In the end, it worked great. In fact, I was surprised that it worked as well as it did! At the time of this writing, Gitea 1.25.1 is available and part of me wants to give it a go, however I’ve solved the primary problem: moving my Gitea server from FreeBSD to Linux, from TrueNAS Core jails to a TrueNAS Scale virtual machine. I think I’ll wait for the Alpine community repo to get me to the right version so I don’t have to hack my way to newer versions. Gitea is awesome, and is so much lighter to operate than GitLab (which I used before, but I don’t need all those features, many of which Gitea now has anyways). These are for my own projects and code that I don’t want to host on GitHub, and I don’t need all the latest and greatest features. Arguably, I could have chosen a different distro that maybe provided more recent versions but even then, my goal was lightweight and Alpine delivers that in spades. It’s shocking how little memory and CPU it uses, so it felt like a good fit for my needs.
Once Alpine catches up to or surpasses the 1.24.2 version I’m running, I can dispense with the hack which made me a little nervous at first but I honestly think it’ll be fine.
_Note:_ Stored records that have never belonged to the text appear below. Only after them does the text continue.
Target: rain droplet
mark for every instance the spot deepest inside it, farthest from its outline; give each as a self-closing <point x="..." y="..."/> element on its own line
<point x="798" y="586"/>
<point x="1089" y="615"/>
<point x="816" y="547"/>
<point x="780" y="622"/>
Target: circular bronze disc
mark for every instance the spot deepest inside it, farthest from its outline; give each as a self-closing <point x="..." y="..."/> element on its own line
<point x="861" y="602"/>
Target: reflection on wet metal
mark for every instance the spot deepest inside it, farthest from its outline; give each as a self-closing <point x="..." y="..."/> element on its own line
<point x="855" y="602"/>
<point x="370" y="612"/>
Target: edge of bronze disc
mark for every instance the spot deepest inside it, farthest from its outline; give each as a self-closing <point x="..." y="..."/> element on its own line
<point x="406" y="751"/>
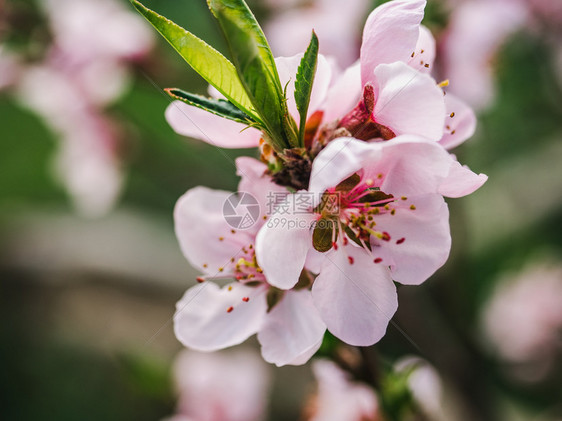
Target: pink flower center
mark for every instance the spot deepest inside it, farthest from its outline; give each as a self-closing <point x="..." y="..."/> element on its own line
<point x="352" y="208"/>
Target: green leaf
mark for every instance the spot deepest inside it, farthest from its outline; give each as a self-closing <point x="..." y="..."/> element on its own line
<point x="304" y="82"/>
<point x="255" y="65"/>
<point x="218" y="107"/>
<point x="203" y="58"/>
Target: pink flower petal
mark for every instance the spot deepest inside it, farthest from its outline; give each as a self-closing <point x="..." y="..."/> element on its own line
<point x="256" y="182"/>
<point x="356" y="298"/>
<point x="209" y="318"/>
<point x="200" y="124"/>
<point x="344" y="94"/>
<point x="461" y="181"/>
<point x="339" y="398"/>
<point x="408" y="101"/>
<point x="283" y="242"/>
<point x="292" y="331"/>
<point x="420" y="239"/>
<point x="424" y="54"/>
<point x="460" y="122"/>
<point x="337" y="161"/>
<point x="410" y="165"/>
<point x="205" y="238"/>
<point x="391" y="34"/>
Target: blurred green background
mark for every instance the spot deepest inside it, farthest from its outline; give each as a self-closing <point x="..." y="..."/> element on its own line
<point x="86" y="303"/>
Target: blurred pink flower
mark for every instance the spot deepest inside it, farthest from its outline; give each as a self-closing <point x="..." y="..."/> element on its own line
<point x="208" y="317"/>
<point x="229" y="386"/>
<point x="10" y="67"/>
<point x="339" y="398"/>
<point x="390" y="222"/>
<point x="476" y="30"/>
<point x="85" y="69"/>
<point x="87" y="162"/>
<point x="288" y="31"/>
<point x="523" y="317"/>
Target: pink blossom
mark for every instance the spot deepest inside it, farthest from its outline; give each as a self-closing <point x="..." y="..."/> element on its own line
<point x="425" y="385"/>
<point x="388" y="93"/>
<point x="209" y="317"/>
<point x="523" y="318"/>
<point x="390" y="222"/>
<point x="337" y="28"/>
<point x="194" y="122"/>
<point x="229" y="386"/>
<point x="106" y="27"/>
<point x="10" y="66"/>
<point x="339" y="398"/>
<point x="87" y="162"/>
<point x="469" y="53"/>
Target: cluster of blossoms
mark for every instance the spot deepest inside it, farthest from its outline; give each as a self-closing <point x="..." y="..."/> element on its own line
<point x="234" y="385"/>
<point x="358" y="206"/>
<point x="84" y="68"/>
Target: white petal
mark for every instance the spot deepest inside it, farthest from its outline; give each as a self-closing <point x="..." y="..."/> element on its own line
<point x="408" y="101"/>
<point x="283" y="242"/>
<point x="460" y="126"/>
<point x="356" y="300"/>
<point x="411" y="165"/>
<point x="292" y="331"/>
<point x="200" y="224"/>
<point x="200" y="124"/>
<point x="461" y="181"/>
<point x="260" y="185"/>
<point x="390" y="34"/>
<point x="420" y="239"/>
<point x="337" y="161"/>
<point x="203" y="321"/>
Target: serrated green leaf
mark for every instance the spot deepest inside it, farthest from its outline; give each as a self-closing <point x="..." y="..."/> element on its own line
<point x="304" y="82"/>
<point x="255" y="65"/>
<point x="218" y="107"/>
<point x="204" y="59"/>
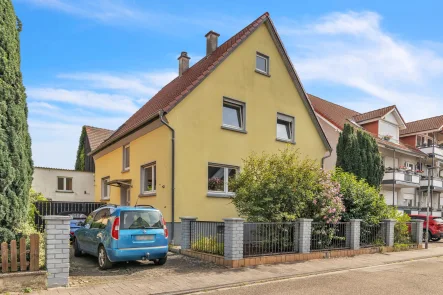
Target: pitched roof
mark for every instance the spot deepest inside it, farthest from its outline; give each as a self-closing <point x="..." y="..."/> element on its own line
<point x="97" y="135"/>
<point x="424" y="125"/>
<point x="375" y="114"/>
<point x="171" y="94"/>
<point x="335" y="113"/>
<point x="339" y="115"/>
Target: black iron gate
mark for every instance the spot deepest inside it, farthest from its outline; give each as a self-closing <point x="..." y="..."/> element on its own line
<point x="62" y="208"/>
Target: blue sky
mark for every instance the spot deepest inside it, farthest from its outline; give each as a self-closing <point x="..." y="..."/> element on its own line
<point x="96" y="62"/>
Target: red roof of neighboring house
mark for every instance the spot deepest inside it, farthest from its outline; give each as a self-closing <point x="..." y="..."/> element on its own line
<point x="339" y="115"/>
<point x="335" y="113"/>
<point x="423" y="125"/>
<point x="375" y="114"/>
<point x="171" y="94"/>
<point x="178" y="88"/>
<point x="97" y="135"/>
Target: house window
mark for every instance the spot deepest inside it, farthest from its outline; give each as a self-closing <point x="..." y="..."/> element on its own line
<point x="106" y="188"/>
<point x="218" y="180"/>
<point x="148" y="179"/>
<point x="285" y="128"/>
<point x="126" y="157"/>
<point x="64" y="184"/>
<point x="234" y="114"/>
<point x="262" y="63"/>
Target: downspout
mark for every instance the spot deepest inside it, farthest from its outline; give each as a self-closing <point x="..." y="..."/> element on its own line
<point x="324" y="158"/>
<point x="161" y="113"/>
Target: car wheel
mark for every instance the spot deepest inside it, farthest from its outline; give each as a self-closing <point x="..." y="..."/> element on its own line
<point x="161" y="261"/>
<point x="103" y="260"/>
<point x="77" y="251"/>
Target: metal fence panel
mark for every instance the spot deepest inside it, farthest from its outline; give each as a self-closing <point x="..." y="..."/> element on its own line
<point x="372" y="235"/>
<point x="208" y="237"/>
<point x="330" y="236"/>
<point x="270" y="238"/>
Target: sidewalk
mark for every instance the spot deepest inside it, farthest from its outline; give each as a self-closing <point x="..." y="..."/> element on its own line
<point x="181" y="284"/>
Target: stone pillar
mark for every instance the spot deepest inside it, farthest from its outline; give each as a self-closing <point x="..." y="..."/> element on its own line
<point x="57" y="250"/>
<point x="353" y="234"/>
<point x="186" y="232"/>
<point x="389" y="231"/>
<point x="233" y="238"/>
<point x="305" y="231"/>
<point x="417" y="231"/>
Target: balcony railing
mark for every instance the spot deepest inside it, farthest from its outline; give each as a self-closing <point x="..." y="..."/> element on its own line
<point x="402" y="176"/>
<point x="432" y="149"/>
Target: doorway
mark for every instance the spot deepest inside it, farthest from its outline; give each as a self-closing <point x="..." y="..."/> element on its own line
<point x="125" y="196"/>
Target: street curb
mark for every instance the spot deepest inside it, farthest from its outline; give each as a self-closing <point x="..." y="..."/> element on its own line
<point x="282" y="278"/>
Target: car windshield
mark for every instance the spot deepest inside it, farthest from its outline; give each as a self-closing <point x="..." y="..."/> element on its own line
<point x="141" y="220"/>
I have to change some .git/config files on a few systems for a bunch of repos to connect as the gitea user and not git but that’s fine also and only matters for those that are ssh-based. DNS changes were required, but now everything is connecting to the new Gitea server as easily as they were to the old.
The only thing remaining, which I’ve not had time for yet (as it’s a little more disruptive), is setting up network bridging on the TrueNAS host. This will let me mount volumes from the TrueNAS server in the virtual machines so I can store the Gitea backups on the more spacious NAS. But that’s something for another day, and really most necessary for when I migrate the Plex server over.
If this was interesting, amusing, or even remotely helpful then it was worth the time keeping notes and writing it!